Janet McDermott, of leading domestic-violence charity Women’s Aid, said: “Our network of refuges have been going from funding crisis to funding crisis in recent years, being forced to provide more for less and surviving on short-term shoestring budgets. Refuge services led ‘by and for’ black and minoritised women have often been hardest hit.
“It is essential that specialist BME services like London Black Women’s Project in Newham remain funded so that they can continue to deliver their lifesaving work which cannot be replicated by non-specialist services.”
A report by Imkaan, an organisation which addresses violence against BME women, found the combined income of 15 London-based BME organisations dedicated to tackling violence against women and girls is less than that of the main single provider in the capital. In London, some 40 per cent of the population is BME, and it has the highest concentration of such services.
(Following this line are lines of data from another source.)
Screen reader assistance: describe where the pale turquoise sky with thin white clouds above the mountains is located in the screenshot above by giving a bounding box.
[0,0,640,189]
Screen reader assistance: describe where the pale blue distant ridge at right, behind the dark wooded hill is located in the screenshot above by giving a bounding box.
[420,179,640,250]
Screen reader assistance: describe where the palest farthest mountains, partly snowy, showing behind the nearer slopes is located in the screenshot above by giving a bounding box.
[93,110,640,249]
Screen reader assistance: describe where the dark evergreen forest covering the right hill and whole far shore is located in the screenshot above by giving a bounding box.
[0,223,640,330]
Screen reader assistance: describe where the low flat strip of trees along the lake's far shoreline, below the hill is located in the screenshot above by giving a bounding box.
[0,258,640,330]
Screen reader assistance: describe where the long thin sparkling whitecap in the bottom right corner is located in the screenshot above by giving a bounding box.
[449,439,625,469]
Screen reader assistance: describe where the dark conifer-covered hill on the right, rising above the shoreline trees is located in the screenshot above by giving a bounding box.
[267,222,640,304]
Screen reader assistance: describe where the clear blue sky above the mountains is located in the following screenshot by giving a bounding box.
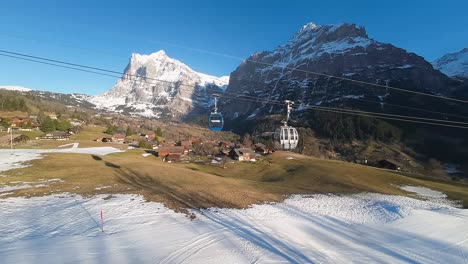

A 2015 report by the organisation found 733 BME women sought refuge spaces in London, yet only 154 were successful.
The move towards generic charities has also been mirrored in the scandal around the Tampon Tax Fund which has seen the government perform a U-turn on its original promise by failing to give money raised from the fund to specialist organisations dedicated to supporting women.
After activists led a campaign against the 5 per cent VAT on tampons and sanitary towels in 2015, George Osborne, the former chancellor, pledged to use the money raised “to fund women’s health and support charities”. But out of the 10 charities chosen to benefit from the £15m fund last year, only two were specialist women’s organisations, and only one chosen this year.
A government spokesperson said: “National and specialist services are invaluable in supporting victims and their children and we are committed to protecting these services. Councils will also be required to develop local strategies to cover their entire area and diverse groups of victims such as BAME, LGBT, and Roma communities.”